A Washington Post article on that can be found here What Bush wants to do is to protect sensitive information for an indefinate amout of time, but it's definately not without checks and balances.

Here's the complaint in a nut shell (from the above link):

A former president would then review them and tell the archivist whether they should be withheld or made public. The incumbent president or a designee would then look at them to see if he or she agrees with the ex-president's decision. Unless both agree they should be made public, the records will remain secret unless "a final court order" should require disclosure.

"Absent compelling circumstances," the incumbent president will concur in the former president's privilege decision, the draft order states. But if the incumbent president does not agree on a former president's decision to grant access, "the incumbent president may independently order the archivist to withhold privileged records."

The order would work "like a one-way ratchet," said Scott Nelson, an attorney for the Public Citizen Litigation Group. "If the former president says the records are privileged, they will remain secret even if the sitting president disagrees. If the sitting president says they should be privileged, they remain secret even if the former president disagrees."

Jimmy Carter can decide if something in his presidential record archives oughta be allowed to be made public. All this new rule does is allow the sitting president to evaluate the former president's judgement. There are security concerns that the sitting president is focused on that a former president is not aware of. The sitting president has a better understanding, right now, of what's still sensitive information and what's not so sensitive information, than a former president does. (Ouch, bad grammer, sorry!) But still, I'd never accept the rule to be indefinate. Maybe an additional ten years or so...

Anywho, Frank yammered on longer than I wished he had...

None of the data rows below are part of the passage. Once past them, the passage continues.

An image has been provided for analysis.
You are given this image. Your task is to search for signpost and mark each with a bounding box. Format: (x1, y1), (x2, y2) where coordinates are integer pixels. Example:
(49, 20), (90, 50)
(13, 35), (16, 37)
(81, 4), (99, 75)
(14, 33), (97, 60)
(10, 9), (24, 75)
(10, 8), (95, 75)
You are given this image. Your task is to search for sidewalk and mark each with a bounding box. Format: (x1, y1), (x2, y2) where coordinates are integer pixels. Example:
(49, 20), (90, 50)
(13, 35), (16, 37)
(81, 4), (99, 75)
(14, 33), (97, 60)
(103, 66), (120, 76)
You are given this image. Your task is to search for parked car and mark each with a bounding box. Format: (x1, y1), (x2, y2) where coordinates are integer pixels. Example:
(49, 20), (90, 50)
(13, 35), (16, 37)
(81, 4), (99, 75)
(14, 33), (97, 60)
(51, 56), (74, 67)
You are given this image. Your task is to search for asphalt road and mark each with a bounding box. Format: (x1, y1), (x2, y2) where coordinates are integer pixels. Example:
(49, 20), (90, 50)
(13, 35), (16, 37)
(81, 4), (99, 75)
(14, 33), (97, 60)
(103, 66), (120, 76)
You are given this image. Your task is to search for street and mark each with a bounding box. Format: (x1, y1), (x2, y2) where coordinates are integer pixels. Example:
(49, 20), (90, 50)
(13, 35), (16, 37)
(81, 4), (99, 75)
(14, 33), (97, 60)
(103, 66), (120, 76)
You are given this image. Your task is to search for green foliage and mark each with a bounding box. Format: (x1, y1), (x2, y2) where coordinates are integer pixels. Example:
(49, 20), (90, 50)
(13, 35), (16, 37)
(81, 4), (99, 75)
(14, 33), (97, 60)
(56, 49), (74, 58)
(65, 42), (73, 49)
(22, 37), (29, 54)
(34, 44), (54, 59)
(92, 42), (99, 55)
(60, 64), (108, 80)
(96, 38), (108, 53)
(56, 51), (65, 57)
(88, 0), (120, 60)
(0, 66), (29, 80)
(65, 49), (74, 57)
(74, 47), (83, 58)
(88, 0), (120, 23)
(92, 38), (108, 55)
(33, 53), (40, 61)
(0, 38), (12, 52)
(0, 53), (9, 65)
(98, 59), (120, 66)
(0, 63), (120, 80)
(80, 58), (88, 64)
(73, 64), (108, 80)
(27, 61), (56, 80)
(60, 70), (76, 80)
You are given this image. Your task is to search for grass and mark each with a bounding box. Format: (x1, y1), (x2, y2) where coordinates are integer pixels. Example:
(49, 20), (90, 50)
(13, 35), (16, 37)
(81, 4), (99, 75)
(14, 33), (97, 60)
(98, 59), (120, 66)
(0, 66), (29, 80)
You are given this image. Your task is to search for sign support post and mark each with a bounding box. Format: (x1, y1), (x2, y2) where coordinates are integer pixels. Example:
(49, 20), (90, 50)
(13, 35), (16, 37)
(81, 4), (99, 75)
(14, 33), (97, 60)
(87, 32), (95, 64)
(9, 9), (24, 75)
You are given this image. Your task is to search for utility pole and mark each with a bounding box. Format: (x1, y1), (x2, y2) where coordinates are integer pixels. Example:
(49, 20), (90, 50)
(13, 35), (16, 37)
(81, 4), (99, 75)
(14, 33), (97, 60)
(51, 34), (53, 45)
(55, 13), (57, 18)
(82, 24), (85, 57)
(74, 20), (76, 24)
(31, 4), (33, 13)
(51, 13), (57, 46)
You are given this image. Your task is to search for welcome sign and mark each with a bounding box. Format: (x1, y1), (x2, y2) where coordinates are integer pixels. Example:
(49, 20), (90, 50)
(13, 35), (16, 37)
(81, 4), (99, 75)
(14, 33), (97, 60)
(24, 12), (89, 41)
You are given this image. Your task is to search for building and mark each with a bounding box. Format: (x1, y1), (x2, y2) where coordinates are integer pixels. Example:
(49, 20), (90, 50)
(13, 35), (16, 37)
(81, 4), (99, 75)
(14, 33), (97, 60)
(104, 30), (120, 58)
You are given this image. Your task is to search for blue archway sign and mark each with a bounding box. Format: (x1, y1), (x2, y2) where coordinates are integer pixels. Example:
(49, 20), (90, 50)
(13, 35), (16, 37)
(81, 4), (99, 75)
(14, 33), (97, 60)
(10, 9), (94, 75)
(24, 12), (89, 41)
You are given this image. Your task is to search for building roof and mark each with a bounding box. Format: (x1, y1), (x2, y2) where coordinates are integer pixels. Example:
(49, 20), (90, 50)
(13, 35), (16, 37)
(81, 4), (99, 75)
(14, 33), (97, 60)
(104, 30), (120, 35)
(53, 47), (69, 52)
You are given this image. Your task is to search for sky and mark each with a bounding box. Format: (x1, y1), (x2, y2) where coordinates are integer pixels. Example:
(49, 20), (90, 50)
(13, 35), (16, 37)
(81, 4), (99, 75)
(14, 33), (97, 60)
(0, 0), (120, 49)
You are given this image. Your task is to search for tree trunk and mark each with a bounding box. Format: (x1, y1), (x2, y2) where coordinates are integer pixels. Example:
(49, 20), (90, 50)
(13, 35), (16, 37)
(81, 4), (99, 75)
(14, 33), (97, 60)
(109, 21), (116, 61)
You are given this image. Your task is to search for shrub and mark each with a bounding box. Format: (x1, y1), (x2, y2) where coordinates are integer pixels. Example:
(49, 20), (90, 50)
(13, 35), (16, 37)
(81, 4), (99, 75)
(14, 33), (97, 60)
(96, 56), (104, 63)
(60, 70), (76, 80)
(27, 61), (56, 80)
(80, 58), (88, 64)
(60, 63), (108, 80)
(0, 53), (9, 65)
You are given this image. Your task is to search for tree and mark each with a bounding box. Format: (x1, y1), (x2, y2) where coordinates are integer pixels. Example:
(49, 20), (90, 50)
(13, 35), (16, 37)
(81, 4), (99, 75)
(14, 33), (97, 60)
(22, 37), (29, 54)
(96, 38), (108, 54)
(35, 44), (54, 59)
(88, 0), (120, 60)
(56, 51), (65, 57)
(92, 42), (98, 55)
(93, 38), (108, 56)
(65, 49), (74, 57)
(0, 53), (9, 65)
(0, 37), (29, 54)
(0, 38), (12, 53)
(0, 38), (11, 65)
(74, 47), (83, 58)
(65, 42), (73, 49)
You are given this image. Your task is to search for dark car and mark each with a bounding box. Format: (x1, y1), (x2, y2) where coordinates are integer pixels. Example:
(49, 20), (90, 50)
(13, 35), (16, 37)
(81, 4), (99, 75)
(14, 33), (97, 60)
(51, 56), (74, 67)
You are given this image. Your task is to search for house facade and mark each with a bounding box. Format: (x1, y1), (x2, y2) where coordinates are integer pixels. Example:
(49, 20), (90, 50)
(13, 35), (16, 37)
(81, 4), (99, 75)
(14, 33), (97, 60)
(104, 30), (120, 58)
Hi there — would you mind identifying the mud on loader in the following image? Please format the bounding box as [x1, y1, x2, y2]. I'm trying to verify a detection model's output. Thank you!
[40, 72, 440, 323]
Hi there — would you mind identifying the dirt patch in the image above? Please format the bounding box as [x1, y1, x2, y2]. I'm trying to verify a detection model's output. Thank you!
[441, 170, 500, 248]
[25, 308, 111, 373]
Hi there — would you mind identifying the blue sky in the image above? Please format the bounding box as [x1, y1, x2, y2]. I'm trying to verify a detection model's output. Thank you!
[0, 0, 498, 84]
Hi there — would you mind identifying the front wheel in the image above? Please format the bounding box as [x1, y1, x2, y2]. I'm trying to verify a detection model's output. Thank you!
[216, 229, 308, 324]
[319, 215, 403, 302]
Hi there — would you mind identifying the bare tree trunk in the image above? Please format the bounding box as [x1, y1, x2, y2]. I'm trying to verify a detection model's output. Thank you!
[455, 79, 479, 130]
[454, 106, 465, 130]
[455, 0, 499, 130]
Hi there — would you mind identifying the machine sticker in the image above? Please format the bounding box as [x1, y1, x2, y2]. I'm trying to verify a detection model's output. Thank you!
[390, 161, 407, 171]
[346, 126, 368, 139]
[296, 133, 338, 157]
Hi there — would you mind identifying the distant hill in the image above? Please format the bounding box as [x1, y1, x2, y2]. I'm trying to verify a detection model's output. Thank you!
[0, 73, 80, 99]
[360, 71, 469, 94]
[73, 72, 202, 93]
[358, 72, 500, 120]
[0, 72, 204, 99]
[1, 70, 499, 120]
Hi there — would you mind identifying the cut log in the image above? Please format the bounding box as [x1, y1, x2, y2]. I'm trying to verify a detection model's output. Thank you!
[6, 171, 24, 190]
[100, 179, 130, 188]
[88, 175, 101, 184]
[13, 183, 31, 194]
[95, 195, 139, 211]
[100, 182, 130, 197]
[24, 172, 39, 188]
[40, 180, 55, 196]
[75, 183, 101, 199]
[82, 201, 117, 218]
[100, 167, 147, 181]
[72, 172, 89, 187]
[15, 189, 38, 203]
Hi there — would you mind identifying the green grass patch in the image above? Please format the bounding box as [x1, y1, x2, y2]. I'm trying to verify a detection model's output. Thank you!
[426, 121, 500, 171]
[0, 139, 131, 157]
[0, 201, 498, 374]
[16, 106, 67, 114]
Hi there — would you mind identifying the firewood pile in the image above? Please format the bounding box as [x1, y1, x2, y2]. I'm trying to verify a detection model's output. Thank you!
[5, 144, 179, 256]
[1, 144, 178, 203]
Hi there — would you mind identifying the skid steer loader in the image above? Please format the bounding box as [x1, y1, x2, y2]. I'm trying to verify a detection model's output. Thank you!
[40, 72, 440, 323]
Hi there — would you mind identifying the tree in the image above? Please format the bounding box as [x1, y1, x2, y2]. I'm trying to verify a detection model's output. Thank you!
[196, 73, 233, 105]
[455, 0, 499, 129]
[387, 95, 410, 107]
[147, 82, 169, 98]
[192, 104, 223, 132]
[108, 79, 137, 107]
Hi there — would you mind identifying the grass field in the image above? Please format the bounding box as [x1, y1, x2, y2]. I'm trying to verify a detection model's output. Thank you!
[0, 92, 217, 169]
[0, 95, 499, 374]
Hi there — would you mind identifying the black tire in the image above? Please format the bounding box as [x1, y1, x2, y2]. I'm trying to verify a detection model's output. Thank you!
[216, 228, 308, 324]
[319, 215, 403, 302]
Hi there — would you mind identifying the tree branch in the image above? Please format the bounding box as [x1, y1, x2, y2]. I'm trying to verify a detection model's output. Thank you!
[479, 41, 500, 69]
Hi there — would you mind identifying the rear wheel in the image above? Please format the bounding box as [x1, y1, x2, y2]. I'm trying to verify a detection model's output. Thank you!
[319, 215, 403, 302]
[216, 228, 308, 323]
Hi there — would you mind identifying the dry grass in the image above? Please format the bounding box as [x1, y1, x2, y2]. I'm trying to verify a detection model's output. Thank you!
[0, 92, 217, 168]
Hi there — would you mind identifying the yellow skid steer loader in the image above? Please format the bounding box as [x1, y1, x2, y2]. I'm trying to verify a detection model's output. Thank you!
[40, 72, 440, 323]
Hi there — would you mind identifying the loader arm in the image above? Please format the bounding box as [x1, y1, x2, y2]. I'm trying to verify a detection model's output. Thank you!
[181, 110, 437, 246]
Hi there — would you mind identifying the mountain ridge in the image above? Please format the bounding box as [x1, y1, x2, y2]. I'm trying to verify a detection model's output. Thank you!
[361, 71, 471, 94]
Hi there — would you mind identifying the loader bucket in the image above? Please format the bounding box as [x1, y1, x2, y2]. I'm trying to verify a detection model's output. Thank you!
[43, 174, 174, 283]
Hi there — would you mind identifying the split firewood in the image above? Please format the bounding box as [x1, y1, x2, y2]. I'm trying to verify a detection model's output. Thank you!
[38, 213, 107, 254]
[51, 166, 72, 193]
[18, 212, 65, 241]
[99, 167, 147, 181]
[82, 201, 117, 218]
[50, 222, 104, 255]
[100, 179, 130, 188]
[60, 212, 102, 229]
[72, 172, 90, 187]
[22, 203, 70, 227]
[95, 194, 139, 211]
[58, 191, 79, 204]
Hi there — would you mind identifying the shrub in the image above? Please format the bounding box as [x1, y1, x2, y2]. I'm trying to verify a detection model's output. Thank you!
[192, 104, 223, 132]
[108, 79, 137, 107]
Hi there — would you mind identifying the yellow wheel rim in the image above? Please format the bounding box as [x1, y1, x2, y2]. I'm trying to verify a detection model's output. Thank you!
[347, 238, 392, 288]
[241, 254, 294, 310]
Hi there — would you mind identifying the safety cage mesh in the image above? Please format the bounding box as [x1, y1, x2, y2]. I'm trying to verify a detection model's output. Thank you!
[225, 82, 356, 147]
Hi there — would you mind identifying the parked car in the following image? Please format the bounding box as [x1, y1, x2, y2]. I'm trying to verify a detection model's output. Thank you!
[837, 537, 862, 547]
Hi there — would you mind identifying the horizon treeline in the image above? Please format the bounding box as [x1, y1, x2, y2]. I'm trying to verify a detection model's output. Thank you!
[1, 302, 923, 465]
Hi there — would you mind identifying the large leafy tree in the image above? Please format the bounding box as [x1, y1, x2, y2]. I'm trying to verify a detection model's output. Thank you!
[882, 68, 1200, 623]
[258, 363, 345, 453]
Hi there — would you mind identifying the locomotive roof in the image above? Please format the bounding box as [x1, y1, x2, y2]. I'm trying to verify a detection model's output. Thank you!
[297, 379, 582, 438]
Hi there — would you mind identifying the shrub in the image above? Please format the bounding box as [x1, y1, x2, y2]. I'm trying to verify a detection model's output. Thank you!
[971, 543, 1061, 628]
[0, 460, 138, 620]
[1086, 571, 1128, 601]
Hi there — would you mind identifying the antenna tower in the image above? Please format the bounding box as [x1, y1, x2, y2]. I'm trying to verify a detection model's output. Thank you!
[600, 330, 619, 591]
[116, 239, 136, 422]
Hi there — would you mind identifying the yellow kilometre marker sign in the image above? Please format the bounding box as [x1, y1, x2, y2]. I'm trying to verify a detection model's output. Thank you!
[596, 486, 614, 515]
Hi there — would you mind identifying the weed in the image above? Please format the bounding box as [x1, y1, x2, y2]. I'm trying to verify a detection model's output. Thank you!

The journalists who do note the resonances of now with then rarely get to connect those dots on the news media's center stage of television. You are more likely to hear instead of how Watergate inspired too much "gotcha" journalism. That's a rather absurd premise given that no "gotcha" journalist got the goods on the biggest story of our time: the false intimations of incipient mushroom clouds peddled by American officials to sell a war that now threatens to match the unpopularity and marathon length of Vietnam.

J'ever get the feeling that some people just pray for another Vietnam? J'ever get the feeling that some people seek to minimize the perceived threat right down to the point that "there is nothing to worry about, please return to your desks"? J'ever wonder if partisan politics might acually kill several million people?


Yeah? Then it's interesting that Frank invoked the word "apparatchiks". He could have said "henchmen" or "loyalists ", but he didn't. No, Bush's opperatives are, of course, mindlless automotons acting out of blindlest instinct or a threat of death. There are no people in Chimpworld, only Bushie-zombies!

Frank Rich concludes...

Only once during the Deep Throat rollout did I see a palpable, if perhaps unconscious, effort to link the White House of 1972 with that of 2005. It occurred at the start, when ABC News, with the first comprehensive report on Vanity Fair's scoop, interrupted President Bush's post-Memorial Day Rose Garden news conference to break the story.

Suddenly the image of the current president blathering on about how hunky-dory everything is in Iraq was usurped by repeated showings of the scene in which the newly resigned Nixon walked across the adjacent White House lawn to the helicopter that would carry him into exile.

But in the days that followed, Nixon and his history and the long shadows they cast largely vanished from the TV screen. In their place were constant nostalgic replays of young Redford and flinty Holbrook. Follow the bait-and-switch.

Wow. I'll leave you, dear reader, to make of that what you will. It's late and I'm tired.

In the meantime, may I offer some Viking Kittens?


Posted by Tuning Spork at June 13, 2005 07:27 AM
Comments

Whoa! Good one! I liked Rich when he was the drama critic and began to loath him when he stopped reviewing plays and put his political views on the weekend arts section.